Named in honor of the nineteenth-century ornithologist, John Cassin, who published the first comprehensive work on the birds of the western United States, Cassin's Vireo is a common member of many coniferous and mixed-forest bird communities of far western North America. Although somewhat drab in appearance, and slow and deliberate in motion, Cassin's Vireo is a conspicuous element of the forest, both in its loud and tireless singing and its raucous scolding call, a “rasping, nerve-grating war-cry” (Dawson 1923), given in defense of nests.
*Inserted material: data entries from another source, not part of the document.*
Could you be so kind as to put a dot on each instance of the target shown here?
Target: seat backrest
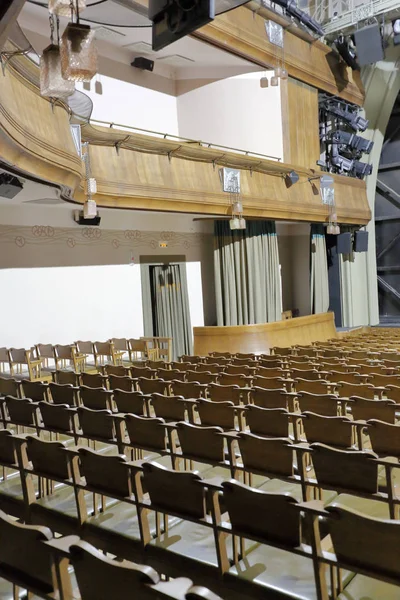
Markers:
(103, 348)
(254, 512)
(84, 347)
(267, 455)
(63, 393)
(240, 380)
(145, 432)
(175, 491)
(97, 423)
(223, 393)
(311, 386)
(351, 470)
(35, 390)
(9, 387)
(8, 451)
(106, 474)
(188, 389)
(21, 411)
(203, 443)
(18, 355)
(269, 398)
(64, 352)
(24, 553)
(125, 383)
(382, 410)
(320, 404)
(45, 350)
(129, 402)
(103, 578)
(356, 539)
(205, 377)
(48, 458)
(118, 370)
(346, 390)
(269, 383)
(120, 344)
(94, 380)
(152, 386)
(385, 438)
(170, 408)
(95, 398)
(333, 431)
(273, 422)
(57, 417)
(221, 414)
(64, 377)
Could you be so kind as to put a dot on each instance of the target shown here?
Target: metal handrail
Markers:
(182, 139)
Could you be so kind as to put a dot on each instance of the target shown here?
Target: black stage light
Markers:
(291, 178)
(352, 141)
(347, 51)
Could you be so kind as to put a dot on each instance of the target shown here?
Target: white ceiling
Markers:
(185, 59)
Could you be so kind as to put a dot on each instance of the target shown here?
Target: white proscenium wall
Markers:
(234, 112)
(61, 282)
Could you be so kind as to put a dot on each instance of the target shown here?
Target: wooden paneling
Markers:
(133, 179)
(243, 32)
(300, 120)
(34, 136)
(261, 338)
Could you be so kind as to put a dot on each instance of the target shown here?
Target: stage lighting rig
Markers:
(347, 141)
(292, 10)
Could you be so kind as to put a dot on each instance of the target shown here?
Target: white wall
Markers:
(234, 112)
(64, 304)
(133, 105)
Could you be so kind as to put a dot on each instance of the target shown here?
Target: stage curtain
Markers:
(247, 273)
(166, 305)
(319, 284)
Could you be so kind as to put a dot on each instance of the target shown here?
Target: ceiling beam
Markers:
(388, 288)
(9, 11)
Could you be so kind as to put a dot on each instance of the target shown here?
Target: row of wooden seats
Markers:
(215, 513)
(241, 452)
(34, 560)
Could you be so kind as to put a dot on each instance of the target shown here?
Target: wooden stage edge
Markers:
(264, 336)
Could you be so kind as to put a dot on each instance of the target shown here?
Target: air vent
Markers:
(108, 35)
(140, 48)
(175, 60)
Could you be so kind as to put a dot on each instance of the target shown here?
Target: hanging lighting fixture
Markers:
(78, 50)
(52, 84)
(62, 8)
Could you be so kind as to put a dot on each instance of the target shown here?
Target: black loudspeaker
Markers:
(343, 244)
(142, 63)
(10, 186)
(361, 241)
(369, 45)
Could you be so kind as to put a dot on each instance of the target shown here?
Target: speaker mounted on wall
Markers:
(360, 241)
(369, 44)
(343, 243)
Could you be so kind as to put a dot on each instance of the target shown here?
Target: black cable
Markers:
(92, 20)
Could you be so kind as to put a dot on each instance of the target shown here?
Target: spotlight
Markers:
(352, 141)
(361, 170)
(347, 51)
(348, 115)
(396, 31)
(10, 186)
(291, 178)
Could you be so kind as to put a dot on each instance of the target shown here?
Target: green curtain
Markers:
(166, 305)
(247, 273)
(319, 283)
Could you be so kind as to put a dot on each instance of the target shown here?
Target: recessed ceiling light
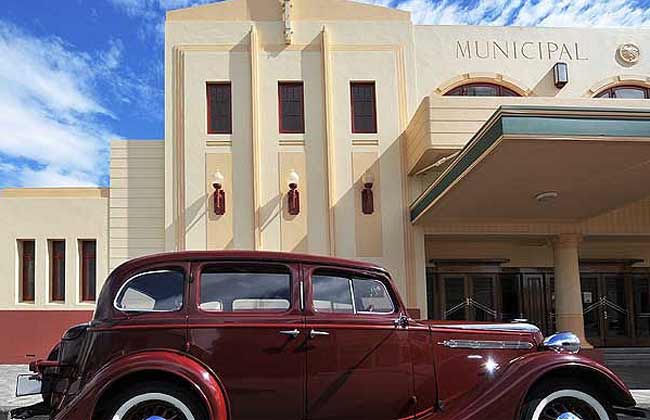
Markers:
(547, 196)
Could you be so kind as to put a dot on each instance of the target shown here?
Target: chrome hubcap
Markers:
(568, 416)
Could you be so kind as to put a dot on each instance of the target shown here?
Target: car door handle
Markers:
(291, 333)
(314, 333)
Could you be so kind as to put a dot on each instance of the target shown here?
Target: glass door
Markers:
(469, 297)
(606, 309)
(641, 292)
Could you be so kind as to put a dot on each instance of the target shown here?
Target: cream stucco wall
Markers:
(42, 215)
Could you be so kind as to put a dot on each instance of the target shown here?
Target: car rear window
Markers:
(154, 291)
(245, 291)
(346, 294)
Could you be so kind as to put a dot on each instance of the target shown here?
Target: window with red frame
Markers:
(27, 249)
(88, 270)
(481, 89)
(219, 108)
(57, 271)
(364, 107)
(291, 107)
(625, 92)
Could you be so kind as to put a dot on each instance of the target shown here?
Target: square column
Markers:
(568, 292)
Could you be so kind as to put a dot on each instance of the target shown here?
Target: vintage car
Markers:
(273, 336)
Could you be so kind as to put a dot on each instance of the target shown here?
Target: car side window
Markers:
(153, 291)
(343, 294)
(241, 290)
(371, 296)
(332, 294)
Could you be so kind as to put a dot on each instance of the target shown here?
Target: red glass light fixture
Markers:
(219, 196)
(293, 196)
(367, 196)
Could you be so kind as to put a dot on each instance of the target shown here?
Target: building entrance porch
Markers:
(615, 297)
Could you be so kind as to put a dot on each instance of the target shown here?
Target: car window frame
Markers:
(351, 274)
(294, 279)
(151, 311)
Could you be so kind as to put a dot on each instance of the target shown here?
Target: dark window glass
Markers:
(236, 291)
(88, 270)
(155, 291)
(219, 108)
(292, 108)
(625, 92)
(57, 271)
(481, 89)
(371, 296)
(455, 298)
(332, 294)
(364, 109)
(28, 269)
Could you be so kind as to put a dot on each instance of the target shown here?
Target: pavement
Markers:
(8, 400)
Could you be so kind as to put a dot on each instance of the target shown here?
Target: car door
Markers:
(358, 360)
(247, 325)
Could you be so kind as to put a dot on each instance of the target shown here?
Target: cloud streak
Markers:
(560, 13)
(54, 125)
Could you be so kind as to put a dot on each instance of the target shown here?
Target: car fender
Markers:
(503, 393)
(205, 383)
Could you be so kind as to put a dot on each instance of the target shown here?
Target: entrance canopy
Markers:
(544, 163)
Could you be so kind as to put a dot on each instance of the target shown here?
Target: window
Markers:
(625, 92)
(219, 108)
(241, 290)
(57, 271)
(154, 291)
(481, 89)
(292, 107)
(337, 294)
(88, 250)
(364, 108)
(27, 255)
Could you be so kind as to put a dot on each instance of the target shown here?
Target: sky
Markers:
(76, 74)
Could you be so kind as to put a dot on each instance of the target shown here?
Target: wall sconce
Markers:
(219, 196)
(293, 196)
(367, 197)
(560, 75)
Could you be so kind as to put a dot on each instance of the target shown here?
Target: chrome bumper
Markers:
(633, 413)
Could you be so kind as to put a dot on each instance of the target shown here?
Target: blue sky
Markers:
(75, 74)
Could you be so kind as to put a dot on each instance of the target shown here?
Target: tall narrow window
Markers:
(364, 107)
(57, 271)
(88, 270)
(219, 108)
(292, 107)
(27, 253)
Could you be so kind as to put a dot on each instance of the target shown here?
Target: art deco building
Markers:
(498, 173)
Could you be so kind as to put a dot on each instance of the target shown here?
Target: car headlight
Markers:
(564, 341)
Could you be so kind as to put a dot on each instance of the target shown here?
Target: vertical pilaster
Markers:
(329, 136)
(568, 293)
(255, 135)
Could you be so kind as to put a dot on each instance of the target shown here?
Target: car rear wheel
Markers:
(566, 401)
(154, 401)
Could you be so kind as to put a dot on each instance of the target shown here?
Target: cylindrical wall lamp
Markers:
(219, 196)
(293, 196)
(367, 197)
(560, 75)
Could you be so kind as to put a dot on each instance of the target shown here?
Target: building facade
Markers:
(498, 173)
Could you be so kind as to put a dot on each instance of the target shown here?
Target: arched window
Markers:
(625, 92)
(481, 89)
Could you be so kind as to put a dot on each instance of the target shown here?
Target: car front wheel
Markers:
(154, 401)
(566, 401)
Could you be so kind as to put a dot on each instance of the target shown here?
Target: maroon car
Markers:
(261, 335)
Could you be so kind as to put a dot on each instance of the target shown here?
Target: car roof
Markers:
(236, 255)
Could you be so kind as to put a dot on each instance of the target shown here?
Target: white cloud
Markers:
(50, 116)
(579, 13)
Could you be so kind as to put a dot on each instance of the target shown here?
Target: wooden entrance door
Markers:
(606, 309)
(641, 312)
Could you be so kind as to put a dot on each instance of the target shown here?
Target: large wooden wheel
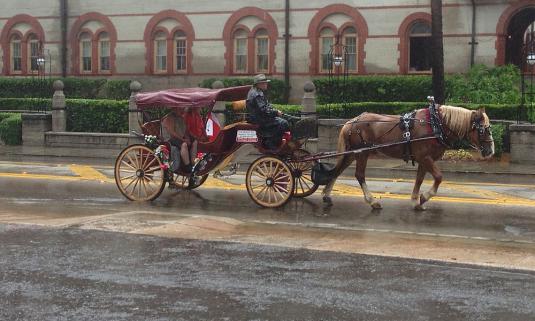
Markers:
(182, 182)
(138, 173)
(302, 172)
(269, 182)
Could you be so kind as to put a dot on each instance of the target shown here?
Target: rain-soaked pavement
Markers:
(73, 248)
(72, 274)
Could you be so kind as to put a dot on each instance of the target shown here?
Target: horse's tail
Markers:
(341, 146)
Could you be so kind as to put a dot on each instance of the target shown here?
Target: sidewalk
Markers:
(474, 171)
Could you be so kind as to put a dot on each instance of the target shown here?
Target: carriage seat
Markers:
(226, 139)
(153, 128)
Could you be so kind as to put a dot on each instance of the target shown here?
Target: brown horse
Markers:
(370, 129)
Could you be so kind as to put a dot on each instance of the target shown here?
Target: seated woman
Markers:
(175, 131)
(182, 128)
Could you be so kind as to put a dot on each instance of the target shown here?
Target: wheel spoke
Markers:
(282, 189)
(257, 186)
(128, 185)
(127, 177)
(128, 164)
(283, 178)
(132, 162)
(279, 192)
(150, 163)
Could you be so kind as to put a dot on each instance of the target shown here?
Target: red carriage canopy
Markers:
(190, 97)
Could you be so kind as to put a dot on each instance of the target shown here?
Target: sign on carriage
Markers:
(246, 136)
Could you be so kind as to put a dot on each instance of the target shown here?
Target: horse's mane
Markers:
(458, 119)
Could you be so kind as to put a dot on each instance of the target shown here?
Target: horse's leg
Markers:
(437, 176)
(345, 162)
(415, 197)
(360, 175)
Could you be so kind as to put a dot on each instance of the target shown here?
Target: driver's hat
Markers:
(260, 78)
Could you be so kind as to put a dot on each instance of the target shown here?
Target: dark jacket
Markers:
(258, 108)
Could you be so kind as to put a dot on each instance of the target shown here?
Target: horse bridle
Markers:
(482, 132)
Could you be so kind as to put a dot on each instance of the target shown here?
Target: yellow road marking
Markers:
(492, 198)
(88, 172)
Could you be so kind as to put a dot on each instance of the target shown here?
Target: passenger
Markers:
(260, 111)
(177, 133)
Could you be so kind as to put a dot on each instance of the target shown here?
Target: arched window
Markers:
(34, 49)
(181, 53)
(169, 38)
(250, 36)
(160, 52)
(16, 54)
(262, 51)
(93, 39)
(420, 47)
(326, 42)
(350, 43)
(104, 52)
(86, 52)
(240, 51)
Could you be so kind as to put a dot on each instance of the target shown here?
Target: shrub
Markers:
(31, 104)
(275, 93)
(105, 116)
(484, 85)
(373, 88)
(11, 128)
(74, 88)
(481, 85)
(498, 133)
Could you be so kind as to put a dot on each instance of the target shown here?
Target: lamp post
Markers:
(41, 70)
(338, 71)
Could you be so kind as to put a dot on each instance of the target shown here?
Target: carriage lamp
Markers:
(531, 59)
(339, 60)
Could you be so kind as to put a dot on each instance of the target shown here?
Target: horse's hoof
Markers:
(376, 205)
(422, 199)
(419, 207)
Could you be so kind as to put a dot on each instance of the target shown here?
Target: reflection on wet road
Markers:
(71, 274)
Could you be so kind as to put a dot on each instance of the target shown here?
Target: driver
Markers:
(175, 131)
(260, 111)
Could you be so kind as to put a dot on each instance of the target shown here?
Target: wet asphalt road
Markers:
(71, 274)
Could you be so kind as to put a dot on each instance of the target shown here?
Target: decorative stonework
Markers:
(233, 24)
(78, 28)
(357, 21)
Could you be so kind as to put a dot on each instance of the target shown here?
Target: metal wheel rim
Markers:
(304, 186)
(270, 182)
(138, 174)
(182, 181)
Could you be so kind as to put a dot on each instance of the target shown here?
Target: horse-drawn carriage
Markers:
(272, 179)
(141, 172)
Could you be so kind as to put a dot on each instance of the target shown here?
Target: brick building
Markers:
(176, 43)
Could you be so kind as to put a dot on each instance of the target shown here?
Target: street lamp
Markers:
(338, 72)
(338, 60)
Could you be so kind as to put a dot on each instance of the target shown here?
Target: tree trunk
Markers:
(437, 51)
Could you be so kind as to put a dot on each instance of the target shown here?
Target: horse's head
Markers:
(480, 135)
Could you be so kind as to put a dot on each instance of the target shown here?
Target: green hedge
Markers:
(275, 93)
(74, 88)
(11, 128)
(373, 88)
(32, 104)
(481, 85)
(105, 116)
(346, 111)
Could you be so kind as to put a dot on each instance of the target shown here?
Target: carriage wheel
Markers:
(138, 173)
(302, 171)
(269, 182)
(182, 182)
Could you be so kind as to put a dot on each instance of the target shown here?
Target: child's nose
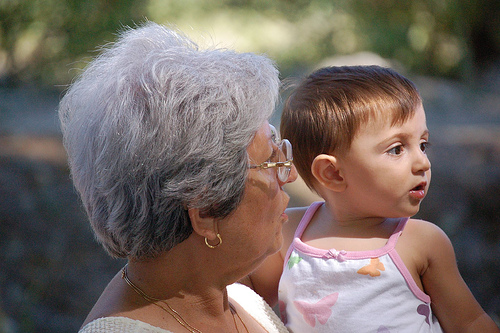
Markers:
(422, 162)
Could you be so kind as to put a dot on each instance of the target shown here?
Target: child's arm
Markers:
(452, 302)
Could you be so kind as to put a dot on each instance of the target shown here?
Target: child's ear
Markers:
(325, 168)
(203, 224)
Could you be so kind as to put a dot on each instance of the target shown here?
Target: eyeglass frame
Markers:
(286, 164)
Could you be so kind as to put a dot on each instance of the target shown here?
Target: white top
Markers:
(244, 296)
(351, 291)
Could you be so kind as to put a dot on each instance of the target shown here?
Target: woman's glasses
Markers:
(283, 157)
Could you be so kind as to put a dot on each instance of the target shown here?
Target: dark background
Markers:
(52, 270)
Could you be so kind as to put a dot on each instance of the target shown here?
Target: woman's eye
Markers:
(424, 146)
(396, 150)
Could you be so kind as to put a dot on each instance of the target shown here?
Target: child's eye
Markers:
(397, 150)
(424, 146)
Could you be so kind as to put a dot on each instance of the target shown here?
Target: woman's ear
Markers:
(203, 224)
(326, 169)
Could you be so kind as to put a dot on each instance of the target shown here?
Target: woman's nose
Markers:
(293, 174)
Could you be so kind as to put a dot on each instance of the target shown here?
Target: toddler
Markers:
(357, 262)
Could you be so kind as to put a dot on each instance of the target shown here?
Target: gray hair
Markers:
(155, 125)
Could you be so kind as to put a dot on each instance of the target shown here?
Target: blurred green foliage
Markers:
(43, 40)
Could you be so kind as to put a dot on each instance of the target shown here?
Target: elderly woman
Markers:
(180, 172)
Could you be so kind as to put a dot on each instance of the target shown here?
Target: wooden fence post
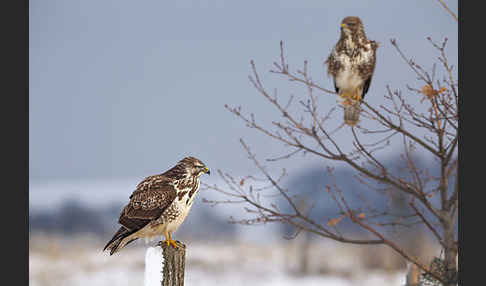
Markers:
(174, 264)
(165, 265)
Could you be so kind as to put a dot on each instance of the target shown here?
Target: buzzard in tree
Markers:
(351, 64)
(159, 204)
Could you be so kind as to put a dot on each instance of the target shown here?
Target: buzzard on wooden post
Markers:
(159, 205)
(351, 64)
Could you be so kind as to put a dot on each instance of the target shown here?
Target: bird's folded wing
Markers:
(147, 204)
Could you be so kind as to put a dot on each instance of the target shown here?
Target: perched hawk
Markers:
(351, 64)
(159, 204)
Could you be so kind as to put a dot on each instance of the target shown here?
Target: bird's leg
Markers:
(357, 94)
(169, 240)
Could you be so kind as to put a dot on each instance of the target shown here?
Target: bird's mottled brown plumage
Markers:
(159, 204)
(351, 64)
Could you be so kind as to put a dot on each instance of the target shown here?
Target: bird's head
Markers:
(351, 25)
(194, 166)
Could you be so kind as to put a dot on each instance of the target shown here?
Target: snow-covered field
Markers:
(58, 261)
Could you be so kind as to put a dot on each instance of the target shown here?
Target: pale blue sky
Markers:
(128, 88)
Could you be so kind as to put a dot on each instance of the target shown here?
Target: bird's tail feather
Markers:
(351, 113)
(118, 240)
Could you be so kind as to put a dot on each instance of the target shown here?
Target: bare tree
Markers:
(423, 122)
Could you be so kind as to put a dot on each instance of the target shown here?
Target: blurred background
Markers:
(120, 90)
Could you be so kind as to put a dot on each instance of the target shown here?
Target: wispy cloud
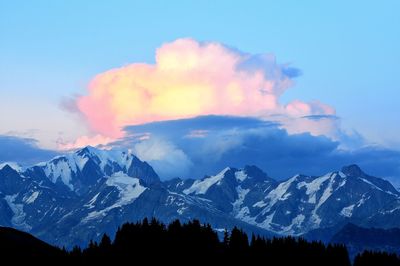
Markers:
(22, 150)
(237, 141)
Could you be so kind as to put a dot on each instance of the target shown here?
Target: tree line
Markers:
(194, 243)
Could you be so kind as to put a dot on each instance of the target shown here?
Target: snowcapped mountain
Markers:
(78, 196)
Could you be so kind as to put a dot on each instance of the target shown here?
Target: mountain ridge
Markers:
(97, 189)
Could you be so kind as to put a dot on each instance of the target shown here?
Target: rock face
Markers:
(77, 197)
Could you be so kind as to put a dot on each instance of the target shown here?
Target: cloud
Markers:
(22, 150)
(222, 141)
(166, 159)
(191, 78)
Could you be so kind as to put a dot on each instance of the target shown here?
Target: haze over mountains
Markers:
(76, 197)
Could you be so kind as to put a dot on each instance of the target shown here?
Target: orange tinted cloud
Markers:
(190, 78)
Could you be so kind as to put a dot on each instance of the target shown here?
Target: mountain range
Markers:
(81, 195)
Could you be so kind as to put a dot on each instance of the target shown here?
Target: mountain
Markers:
(75, 197)
(17, 245)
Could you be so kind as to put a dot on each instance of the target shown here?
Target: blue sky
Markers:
(347, 52)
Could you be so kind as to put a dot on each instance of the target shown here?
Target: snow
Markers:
(202, 186)
(239, 212)
(32, 197)
(313, 187)
(18, 219)
(280, 192)
(129, 190)
(65, 167)
(90, 204)
(347, 211)
(296, 223)
(120, 157)
(13, 165)
(240, 175)
(60, 168)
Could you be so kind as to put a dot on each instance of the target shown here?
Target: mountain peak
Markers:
(88, 150)
(352, 170)
(14, 166)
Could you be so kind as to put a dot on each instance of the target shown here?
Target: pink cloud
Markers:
(189, 78)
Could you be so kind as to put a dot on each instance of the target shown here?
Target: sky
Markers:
(324, 68)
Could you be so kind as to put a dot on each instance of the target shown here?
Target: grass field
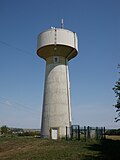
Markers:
(26, 148)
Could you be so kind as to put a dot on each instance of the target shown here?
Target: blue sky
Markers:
(93, 72)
Cassin's Vireo was formerly considered conspecific with the Blue-headed (V. solitarius) and Plumbeous (V. plumbeus) vireos in a group of nine subspecies that were together known as the Solitary Vireo (American Ornithologists' Union 1957). This Solitary Vireo complex was recently split following molecular genetics studies (Murray et al. 1994a, Johnson 1995a) that demonstrated differences among these three well-recognized plumage types (American Ornithologists' Union 1997). Currently, the Cassin's Vireo includes two subspecies: the nominate migratory subspecies, V. c. cassinii, which breeds along the west coast of North America, and a non-migratory Mexican subspecies, V. c. lucasanus, found only in the far southern Cape District of Baja California Sur.
Unlike many other vireos and migratory songbird species, Cassin's Vireo appears to be steadily increasing in abundance throughout most of its breeding range, particularly over the past 20 years (Sauer et al. 1999). Although susceptible to cowbird parasitism, this species may benefit from the many large tracts of relatively undeveloped and cowbird-free lands that remain in the western mountains where these birds raise their young. Although a breeder in several states with strong histories of bird research, many basic aspects of this vireo's biology remain poorly studied, perhaps because of its former subspecific status. Its new specific status should help focus research attention on this interesting bird.